Se mide población, pero no se mide abandono. Se ajustan cifras, pero no se corrigen inequidades. Hoy también corresponde hacer una pregunta clave sobre las responsabilidades institucionales. El Servicio Electoral de Chile cumple un rol técnico en la propuesta de redistribución, y el Tribunal Calificador de Elecciones puede revisar aspectos de legalidad. Pero la decisión de fondo es política. El debate real está en el Congreso Nacional de Chile. Son los parlamentarios quienes deben asumir la responsabilidad de defender a sus territorios y, si es necesario, impulsar cambios legales que corrijan estas distorsiones.
Si una norma genera desigualdad territorial, entonces esa norma debe revisarse. Y eso exige voluntad política, acuerdos y una defensa firme de las regiones. Aquí se abre una discusión de fondo que no podemos seguir postergando. Si queremos avanzar hacia la descentralización real, debemos preguntarnos por qué las regiones deben perder representación en lugar de fortalecerla. Por qué no aumentar los escaños en regiones o equilibrar la concentración existente en la Región Metropolitana.

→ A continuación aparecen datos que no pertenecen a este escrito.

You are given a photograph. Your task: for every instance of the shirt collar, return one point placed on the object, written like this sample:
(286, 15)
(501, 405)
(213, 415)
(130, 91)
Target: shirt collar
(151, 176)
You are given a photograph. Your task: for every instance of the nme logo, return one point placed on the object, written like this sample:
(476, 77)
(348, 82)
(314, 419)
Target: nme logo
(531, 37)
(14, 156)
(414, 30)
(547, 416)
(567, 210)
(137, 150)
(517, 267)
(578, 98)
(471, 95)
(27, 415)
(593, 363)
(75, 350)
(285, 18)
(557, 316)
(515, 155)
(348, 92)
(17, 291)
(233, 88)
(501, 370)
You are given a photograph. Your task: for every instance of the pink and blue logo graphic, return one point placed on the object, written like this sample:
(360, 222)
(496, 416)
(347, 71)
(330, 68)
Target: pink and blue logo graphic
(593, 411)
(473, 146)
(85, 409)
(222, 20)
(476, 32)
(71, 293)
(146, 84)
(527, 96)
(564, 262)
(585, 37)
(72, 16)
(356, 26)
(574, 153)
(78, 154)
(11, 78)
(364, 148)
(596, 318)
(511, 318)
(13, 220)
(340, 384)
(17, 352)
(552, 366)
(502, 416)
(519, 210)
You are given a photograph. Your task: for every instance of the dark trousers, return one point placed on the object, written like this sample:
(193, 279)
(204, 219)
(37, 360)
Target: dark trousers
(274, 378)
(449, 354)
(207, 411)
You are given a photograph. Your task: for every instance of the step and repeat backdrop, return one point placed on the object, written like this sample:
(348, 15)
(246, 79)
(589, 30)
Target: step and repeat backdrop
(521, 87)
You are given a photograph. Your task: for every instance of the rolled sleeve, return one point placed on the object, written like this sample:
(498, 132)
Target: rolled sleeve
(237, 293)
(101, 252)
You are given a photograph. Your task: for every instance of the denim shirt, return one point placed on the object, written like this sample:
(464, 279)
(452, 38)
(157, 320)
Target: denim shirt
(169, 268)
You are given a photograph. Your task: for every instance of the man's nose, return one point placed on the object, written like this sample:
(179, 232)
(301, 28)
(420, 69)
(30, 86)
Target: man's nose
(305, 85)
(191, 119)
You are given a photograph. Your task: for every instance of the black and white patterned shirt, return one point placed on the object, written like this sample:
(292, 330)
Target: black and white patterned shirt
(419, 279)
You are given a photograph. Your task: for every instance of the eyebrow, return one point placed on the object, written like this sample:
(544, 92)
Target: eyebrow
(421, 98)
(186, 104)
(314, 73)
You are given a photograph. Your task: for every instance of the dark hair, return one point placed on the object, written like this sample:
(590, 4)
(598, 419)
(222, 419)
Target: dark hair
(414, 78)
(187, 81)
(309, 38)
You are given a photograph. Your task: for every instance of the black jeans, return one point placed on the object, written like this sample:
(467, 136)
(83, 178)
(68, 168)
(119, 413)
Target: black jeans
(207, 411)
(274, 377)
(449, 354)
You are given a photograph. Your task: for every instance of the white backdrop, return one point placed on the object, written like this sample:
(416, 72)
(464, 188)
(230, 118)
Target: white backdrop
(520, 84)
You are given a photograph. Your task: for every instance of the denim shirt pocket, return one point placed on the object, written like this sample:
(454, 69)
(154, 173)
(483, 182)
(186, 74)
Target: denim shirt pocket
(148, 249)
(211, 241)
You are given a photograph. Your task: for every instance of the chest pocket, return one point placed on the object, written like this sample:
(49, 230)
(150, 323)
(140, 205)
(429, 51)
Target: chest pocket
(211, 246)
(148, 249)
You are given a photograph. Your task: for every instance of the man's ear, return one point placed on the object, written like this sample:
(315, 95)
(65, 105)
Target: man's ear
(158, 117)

El problema no es solo demográfico. Es estructural. Santiago concentra población, pero también concentra poder, decisiones e inversión. Y cada ajuste basado únicamente en población termina profundizando esa concentración. No es solo un escaño menos. Es menos voz, menos defensa, menos oportunidades. Chile no puede seguir construyéndose desde el centro ignorando a sus territorios. El Maule Sur no necesita menos representación. Necesita más fuerza, más voz y mayor capacidad de decisión.
Porque cuando una región pierde voz, no solo pierde la región. Pierde el país completo.